1.
Evaluation context = term with a hole in it.

  eval. context k ::= []  |  k  M  |  (lam x:A. M) k 

2. The definition of evaluation contexts gives you a unique reduction strategy.

Given a program M, you rewrite it as an evaluation context with another term.

  M = k { N }

  k describes 'the rest of the computation'.

  N describes the current focus of computation; so, a reduction rule should
  be applied to N. Let's say  N --> N'.

  Then, we have

      k { N }  --->   k { N' } 

  In this way, we reduce a program.

3. 

  When evaluating 'letcc u in M', u is bound to 'the rest of the computation',
  which is an evaluation context.

    k { letcc u in M } --->  k { [k/u] M }

  When throwing a value V to an evaluation context, the current evaluation
  context is canceled.

    k { throw V to k' } ---> k' { V } 

  Thus,
    
    u : A false is bound to an evaluation context.

4. Example.

Here is a function for computing the product of elements of a list:

  lam x : nat list. 
    rec x of
      f nil => 1
    | f (h::t) => if h = 0 then 0
                  else h * f(t)

If the argument list contains 0, there is no more recursive calls (to see
the rest of the list), but still we have to backtrack.
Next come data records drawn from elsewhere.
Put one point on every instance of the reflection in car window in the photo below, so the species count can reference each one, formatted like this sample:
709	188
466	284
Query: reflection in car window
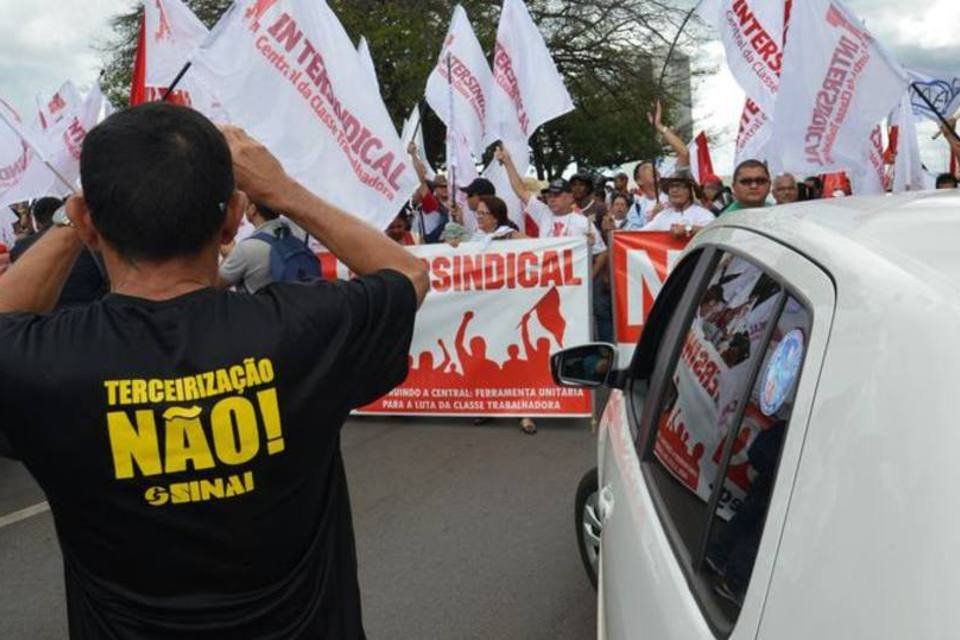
723	414
749	477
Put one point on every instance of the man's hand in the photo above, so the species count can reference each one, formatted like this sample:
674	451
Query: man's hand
656	118
257	172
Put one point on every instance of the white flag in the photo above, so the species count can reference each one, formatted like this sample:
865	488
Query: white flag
55	109
60	147
366	59
908	172
528	90
460	87
287	72
942	92
172	33
869	176
837	84
754	134
752	36
413	132
16	156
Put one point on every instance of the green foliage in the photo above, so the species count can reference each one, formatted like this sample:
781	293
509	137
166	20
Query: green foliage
607	51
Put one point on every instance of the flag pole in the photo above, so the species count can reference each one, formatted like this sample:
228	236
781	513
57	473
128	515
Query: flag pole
451	132
176	81
943	121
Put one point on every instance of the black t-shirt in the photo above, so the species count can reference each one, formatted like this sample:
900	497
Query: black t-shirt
190	452
85	283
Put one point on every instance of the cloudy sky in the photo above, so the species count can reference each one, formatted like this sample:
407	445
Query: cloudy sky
44	42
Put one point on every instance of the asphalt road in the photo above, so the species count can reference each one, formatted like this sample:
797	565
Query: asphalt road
462	531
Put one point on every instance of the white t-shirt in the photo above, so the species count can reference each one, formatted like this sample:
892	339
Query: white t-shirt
694	215
569	225
640	213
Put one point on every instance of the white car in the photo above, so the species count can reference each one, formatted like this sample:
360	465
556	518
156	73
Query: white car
778	459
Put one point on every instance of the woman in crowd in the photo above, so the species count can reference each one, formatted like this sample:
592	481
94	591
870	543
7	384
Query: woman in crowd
683	217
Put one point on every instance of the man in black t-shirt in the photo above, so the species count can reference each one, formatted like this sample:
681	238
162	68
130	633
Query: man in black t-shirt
187	438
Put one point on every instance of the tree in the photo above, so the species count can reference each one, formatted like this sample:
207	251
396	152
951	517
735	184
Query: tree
609	51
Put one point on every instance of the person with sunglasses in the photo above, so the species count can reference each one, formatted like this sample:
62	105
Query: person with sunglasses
751	186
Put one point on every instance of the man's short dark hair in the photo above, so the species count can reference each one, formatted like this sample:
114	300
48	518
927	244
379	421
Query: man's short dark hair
946	181
43	209
156	178
750	164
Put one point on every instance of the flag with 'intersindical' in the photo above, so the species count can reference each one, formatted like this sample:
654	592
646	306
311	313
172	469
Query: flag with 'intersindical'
837	83
288	73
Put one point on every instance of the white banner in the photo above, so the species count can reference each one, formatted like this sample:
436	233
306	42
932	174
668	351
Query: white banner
287	72
752	36
459	89
485	333
837	84
172	34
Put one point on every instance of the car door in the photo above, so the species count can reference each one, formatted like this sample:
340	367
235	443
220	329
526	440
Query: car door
700	450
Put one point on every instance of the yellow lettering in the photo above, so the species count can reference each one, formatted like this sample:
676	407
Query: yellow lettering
155	391
157	496
124	392
139	391
111	386
185	440
270	412
134	444
235	445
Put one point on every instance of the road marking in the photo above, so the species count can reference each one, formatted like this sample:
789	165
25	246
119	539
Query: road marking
23	514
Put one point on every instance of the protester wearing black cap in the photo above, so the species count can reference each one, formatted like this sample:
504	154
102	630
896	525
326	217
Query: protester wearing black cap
583	185
684	217
557	218
475	190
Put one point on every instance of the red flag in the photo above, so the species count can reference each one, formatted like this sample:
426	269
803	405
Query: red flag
549	315
138	89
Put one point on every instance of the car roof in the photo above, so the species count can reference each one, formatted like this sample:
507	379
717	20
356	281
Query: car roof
918	232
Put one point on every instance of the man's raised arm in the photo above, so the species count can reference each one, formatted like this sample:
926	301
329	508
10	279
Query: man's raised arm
357	244
503	156
34	282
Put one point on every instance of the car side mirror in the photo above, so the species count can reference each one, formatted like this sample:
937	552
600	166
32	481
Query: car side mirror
590	365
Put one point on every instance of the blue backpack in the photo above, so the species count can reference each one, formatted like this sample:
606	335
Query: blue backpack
290	258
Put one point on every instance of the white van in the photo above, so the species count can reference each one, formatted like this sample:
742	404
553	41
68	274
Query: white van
778	458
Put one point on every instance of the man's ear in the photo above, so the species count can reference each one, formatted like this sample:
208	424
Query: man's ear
236	207
79	215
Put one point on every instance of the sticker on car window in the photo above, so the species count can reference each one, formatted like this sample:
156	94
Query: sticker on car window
782	372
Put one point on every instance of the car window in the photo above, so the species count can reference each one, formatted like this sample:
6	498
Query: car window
754	457
722	406
705	391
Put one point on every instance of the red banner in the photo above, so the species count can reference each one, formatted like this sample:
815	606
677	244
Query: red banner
641	263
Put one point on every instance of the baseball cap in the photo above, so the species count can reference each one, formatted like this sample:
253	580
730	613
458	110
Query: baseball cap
480	187
558	186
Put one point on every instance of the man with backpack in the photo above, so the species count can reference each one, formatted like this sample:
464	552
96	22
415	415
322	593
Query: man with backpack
273	253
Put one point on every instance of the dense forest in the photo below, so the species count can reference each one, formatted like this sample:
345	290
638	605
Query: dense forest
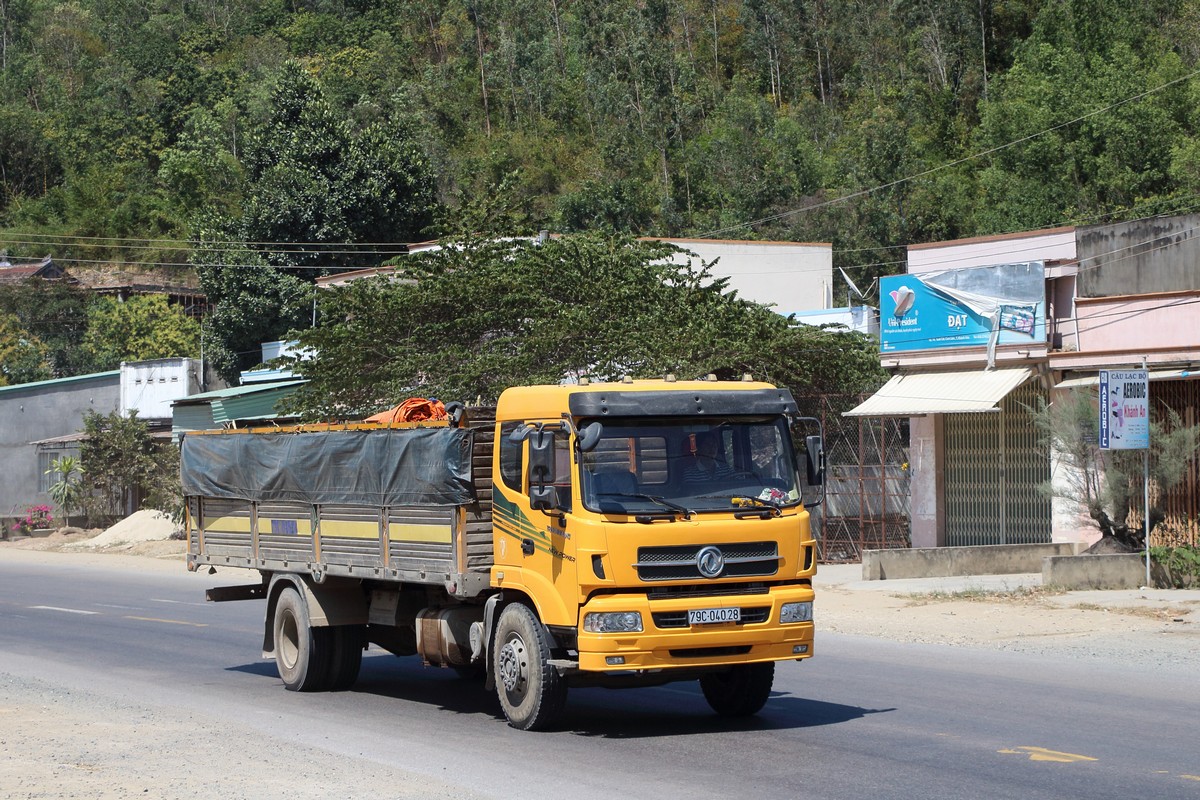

This backtracking
is avoided if we use 'letcc' and 'throw'.

  lam x : nat list.
    letcc u in 
    rec x of
      f nil => 1
    | f (h::t) => if h = 0 then throw 0 to u
                  else h * f(t)

Now consider the following program:

((lam x : nat list.
    letcc u in 
    rec x of
      f nil => 1
    | f (h::t) => if h = 0 then throw 0 to u
                  else h * f(t)             
 ) [1 :: 2 :: 0 :: nil] 
) + 1

That is, we apply the function to [1 :: 2 :: 0 :: nil], and then add the
result to 1.

We first apply the function to [1 :: 2 :: 0 :: nil] which gives:

(   
    letcc u in 
    rec [1 :: 2 :: 0 :: nil] of
      f nil => 1
    | f (h::t) => if h = 0 then throw 0 to u
                  else h * f(t)             
) + 1

Now what is the variable u bound to? (Please think about this.)

It is bound to an evaluation context describing the rest of the computation,
which is in this case "result + 1", i.e., "[] + 1". So, the above program
reduces to:

(   
    
    rec [1 :: 2 :: 0 :: nil] of
      f nil => 1
    | f (h::t) => if h = 0 then throw 0 to ([] + 1)
                  else h * f(t)             
) + 1

Later when we encounter 0 in the list, we throw 0 to "[] + 1". So, no matter
what the computation looks like at that point, we discard it and use the
evaluation context "[] + 1".

...... throw 0 to ([] + 1) ....

--->

0 + 1

This is how evaluation context/letcc/throw works.